In AI, there are three broad areas of how we get machines to learn: supervised learning, unsupervised learning, and reinforcement learning. Rather than directly jump into RL, let’s first explore the other 2 to see how reinforcement learning differs.
In supervised learning, we give input & output pairs and tell the AI what the correct answer is. Through thousands to trillions of these examples, models slowly learn a function to map between the two.
In unsupervised learning, rather than telling a model what’s correct, we want it to learn implicit representations of the data. This comes in lots of different forms, but the key difference is that no human is giving some “correct answer”. Rather, we find clever ways for algorithms to learn how to group different inputs.
Finally in reinforcement learning, we’re interested in not just passive predictions, but agents that can take actions in a world. Specifically, we’re trying to learn how to map from states (what is the world like now?) to actions (what should I do?).
Formalisms
In RL, we have an agent and environment.
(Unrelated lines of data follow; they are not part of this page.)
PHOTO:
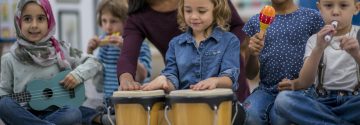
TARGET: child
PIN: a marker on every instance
(156, 21)
(38, 55)
(333, 67)
(111, 18)
(277, 55)
(205, 56)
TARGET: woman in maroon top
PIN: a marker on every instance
(156, 20)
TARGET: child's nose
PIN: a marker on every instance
(34, 24)
(108, 26)
(336, 11)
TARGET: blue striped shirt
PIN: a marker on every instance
(109, 55)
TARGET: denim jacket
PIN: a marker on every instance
(216, 56)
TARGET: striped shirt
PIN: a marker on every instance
(109, 55)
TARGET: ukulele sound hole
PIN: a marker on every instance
(48, 93)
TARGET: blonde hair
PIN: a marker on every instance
(117, 8)
(221, 13)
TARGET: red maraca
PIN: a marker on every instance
(267, 16)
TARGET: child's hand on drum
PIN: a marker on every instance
(287, 84)
(159, 82)
(209, 83)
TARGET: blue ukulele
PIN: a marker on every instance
(41, 94)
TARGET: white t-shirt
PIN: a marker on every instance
(341, 69)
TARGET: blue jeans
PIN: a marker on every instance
(14, 114)
(88, 114)
(258, 107)
(306, 107)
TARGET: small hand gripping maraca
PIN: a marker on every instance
(267, 16)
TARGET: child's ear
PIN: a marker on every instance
(318, 5)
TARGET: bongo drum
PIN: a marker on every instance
(138, 107)
(209, 107)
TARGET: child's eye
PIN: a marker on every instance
(42, 18)
(103, 21)
(26, 19)
(187, 10)
(328, 5)
(202, 11)
(344, 5)
(114, 21)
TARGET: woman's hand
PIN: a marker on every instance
(93, 44)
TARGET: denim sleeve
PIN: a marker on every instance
(88, 67)
(230, 66)
(252, 26)
(100, 54)
(145, 59)
(171, 68)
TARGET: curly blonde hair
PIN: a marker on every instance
(221, 13)
(117, 8)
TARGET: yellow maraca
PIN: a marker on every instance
(106, 39)
(267, 16)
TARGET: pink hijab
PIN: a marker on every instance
(45, 52)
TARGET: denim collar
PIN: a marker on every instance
(216, 35)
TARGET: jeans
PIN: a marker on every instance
(88, 114)
(305, 107)
(258, 107)
(14, 114)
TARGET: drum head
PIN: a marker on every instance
(204, 93)
(139, 93)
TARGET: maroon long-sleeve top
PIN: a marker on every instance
(159, 28)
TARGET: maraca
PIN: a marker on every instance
(106, 39)
(267, 16)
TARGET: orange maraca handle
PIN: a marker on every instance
(267, 16)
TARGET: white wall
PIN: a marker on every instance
(86, 11)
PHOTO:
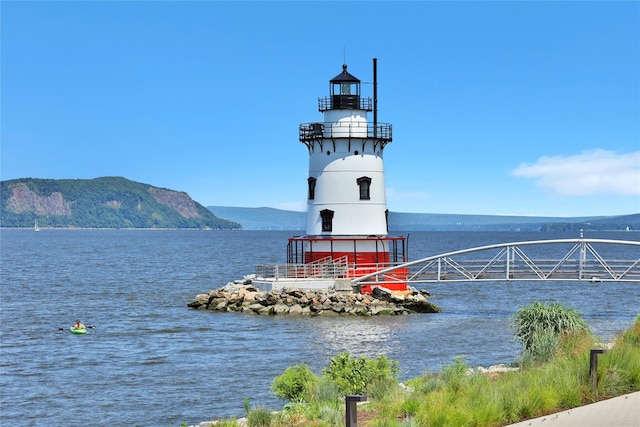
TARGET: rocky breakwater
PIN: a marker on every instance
(242, 296)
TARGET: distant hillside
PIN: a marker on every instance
(626, 222)
(109, 202)
(276, 219)
(263, 218)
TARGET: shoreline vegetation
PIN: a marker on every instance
(551, 375)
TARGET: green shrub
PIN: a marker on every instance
(259, 417)
(293, 383)
(540, 326)
(352, 375)
(324, 391)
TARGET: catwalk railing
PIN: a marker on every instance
(596, 260)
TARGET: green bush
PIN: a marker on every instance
(259, 417)
(293, 383)
(352, 375)
(540, 326)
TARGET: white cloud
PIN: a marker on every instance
(591, 172)
(406, 195)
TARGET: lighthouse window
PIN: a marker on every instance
(364, 183)
(312, 187)
(327, 219)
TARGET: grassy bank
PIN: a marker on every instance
(553, 376)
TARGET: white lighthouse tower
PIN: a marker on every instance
(347, 216)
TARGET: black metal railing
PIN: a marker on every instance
(344, 102)
(314, 131)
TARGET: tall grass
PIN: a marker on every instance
(540, 326)
(459, 396)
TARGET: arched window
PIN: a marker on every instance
(365, 185)
(327, 219)
(312, 187)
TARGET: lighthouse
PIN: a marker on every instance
(347, 216)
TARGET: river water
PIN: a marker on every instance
(151, 361)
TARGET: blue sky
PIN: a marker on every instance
(506, 108)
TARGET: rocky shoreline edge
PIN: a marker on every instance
(242, 296)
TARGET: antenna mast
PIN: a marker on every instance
(375, 97)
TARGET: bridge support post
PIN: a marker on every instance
(593, 367)
(351, 402)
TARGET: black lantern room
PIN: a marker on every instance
(345, 91)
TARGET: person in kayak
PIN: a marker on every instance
(79, 325)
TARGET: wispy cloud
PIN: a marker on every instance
(406, 195)
(589, 173)
(300, 206)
The agent is anything that we can arbitrarily control, so this might be the motors on a robot or the arms of a human. Anything that is outside of this is NOT within the agent (for example, dopamine is not within you as an agent since you can’t change it at will). On each time step, the agent does an action and the environment returns the new world state along with a reward. Rather than learning some direct mapping from input to output, we’re instead trying to map states to a guess of value or how much reward we’ll receive over time.
IMPORTANT NOTE: We are always trying to maximize value (expected return over time) and not reward. It isn’t about the action which gives us the most reward immediately but which actions and states will give us the most success over time.
You might also notice something odd in that our reward is just a singular number. This is because a central hypothesis in reinforcement learning is that: all goal directed behavior is motivated by a single number. I think it’s worth the time to pause and see whether or not you agree with this. Are there scenarios where this might break down? Are there ways to reconcile that? No matter what RL methods you’re trying to use, you’re constantly just trying to maximize/minimize a singular scalar.
So what do you get with all these formalisms? You get world class chess/go AIs, Youtube video delivery optimization, and robots that can navigate around spaces. This kind of learning is very broad, and over the next few explainers, I hope to show some of the depth of what these techniques can do.